When a child begins to read, he is already familiar with real books and reading because his parents have read to him daily from the time he was very small. He already knows the names of the letters and the sounds they make. He has been exposed to “letter squares”; modern-day equivalents would be letter blocks, foam bath letters, and letter magnets. He also has a very large vocabulary. Finally, he understands that letters make up words and that written words have meanings just as spoken words do.

The actual teaching is a combination of phonics and sight reading. It begins by choosing a short, repetitive piece, a nursery rhyme or a page from a children’s book. His mother gives a lesson, made up of different games.

· She writes the words for him.

· He studies each word and names the letters in it.

· He forms the words from letters.

· He finds the words in a “word bank” made up of all the words in the selection, written on slips of paper.

· He finds the words in the selection.

In this way, for each phrase or set of a few words, he learns the entire selection. After he knows all the words by sight, his mother can begin another set of games.

· She dictates the entire selection as he finds the words in his “bank”.

· He assembles the entire rhyme, line by line, from the words written on slips of paper.

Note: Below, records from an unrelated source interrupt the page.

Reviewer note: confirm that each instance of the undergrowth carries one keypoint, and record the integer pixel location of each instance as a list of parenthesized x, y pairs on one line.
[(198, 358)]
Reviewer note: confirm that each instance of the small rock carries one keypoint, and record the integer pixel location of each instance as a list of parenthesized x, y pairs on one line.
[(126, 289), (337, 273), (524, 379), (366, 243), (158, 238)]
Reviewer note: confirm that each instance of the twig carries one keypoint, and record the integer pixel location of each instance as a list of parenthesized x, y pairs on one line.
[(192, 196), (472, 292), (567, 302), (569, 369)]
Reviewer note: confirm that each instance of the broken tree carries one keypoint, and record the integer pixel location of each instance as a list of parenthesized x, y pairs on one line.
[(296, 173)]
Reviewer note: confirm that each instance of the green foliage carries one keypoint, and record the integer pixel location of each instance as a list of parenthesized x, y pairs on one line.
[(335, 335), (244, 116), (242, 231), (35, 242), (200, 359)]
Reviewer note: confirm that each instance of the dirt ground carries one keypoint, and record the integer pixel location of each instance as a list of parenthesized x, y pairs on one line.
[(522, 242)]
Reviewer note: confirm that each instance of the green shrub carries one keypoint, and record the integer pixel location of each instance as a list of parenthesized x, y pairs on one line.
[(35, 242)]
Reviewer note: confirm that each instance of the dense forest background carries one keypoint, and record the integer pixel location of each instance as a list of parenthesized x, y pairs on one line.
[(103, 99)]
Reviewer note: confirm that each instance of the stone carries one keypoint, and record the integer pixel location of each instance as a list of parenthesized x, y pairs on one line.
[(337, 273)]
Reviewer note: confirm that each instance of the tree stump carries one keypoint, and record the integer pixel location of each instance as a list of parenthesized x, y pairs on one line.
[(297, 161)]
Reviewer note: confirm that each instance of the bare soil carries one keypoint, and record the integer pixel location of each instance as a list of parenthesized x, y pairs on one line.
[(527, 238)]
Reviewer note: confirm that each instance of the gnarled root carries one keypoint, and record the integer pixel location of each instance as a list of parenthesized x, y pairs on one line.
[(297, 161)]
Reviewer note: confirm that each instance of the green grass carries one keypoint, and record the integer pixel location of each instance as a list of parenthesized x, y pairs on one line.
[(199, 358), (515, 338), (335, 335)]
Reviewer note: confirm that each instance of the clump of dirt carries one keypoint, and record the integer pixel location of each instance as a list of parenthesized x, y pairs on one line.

· He reads the entire rhyme himself.

Later his mother can make a simple phonics lesson on word-building, based on the words he has learned in the selection. If he learned the nursery rhyme “Jack and Jill”, from the word pail she can use loose letters to form snail, mail, tail, fail, etc.

This lesson doesn’t have to be done all at once! Charlotte Mason believed that lessons should be short, and if the child’s attention started to wander, it should immediately be put away. If your child is wiggling out of his seat after only one phrase, stop! Go outside and play for 15 minutes. Come back to it later. Let him get muddy and then review the three words he did learn with foam letters in the tub. Plan to spend an entire week on one nursery rhyme if you think that’s reasonable.

You could buy a thick Mother Goose volume, a set of bath letters, and some cardstock, scissors, and a Sharpie (to make the word banks) to form an entire reading curriculum. If your Mother Goose contains 52 rhymes and you only learned one per week plus the word building game after each lesson, your child would be a capable reader at the end of the year. If he’s learning to write too, show him how to write the letters as you come across them in your rhymes.

· Write in pencil and let him trace in crayon.

· Write them hand-over-hand.

· Type out the poem in a large font, print and slide it into a page protector, and let him trace with a dry-erase marker. It wipes right off! There are even fonts available for download that include guide arrows to help him form the letters correctly, and free worksheet generator sites where you can type in what you want the sheet to say. Gray printed words and a black marker would probably make it easiest to see how well he’s tracing.

· When he’s confident of the letters, write a word at the top of a page and have him copy on the lines below. Those worksheet generators are great for this too.

There is your low-cost, customized Charlotte Mason reading and writing curriculum!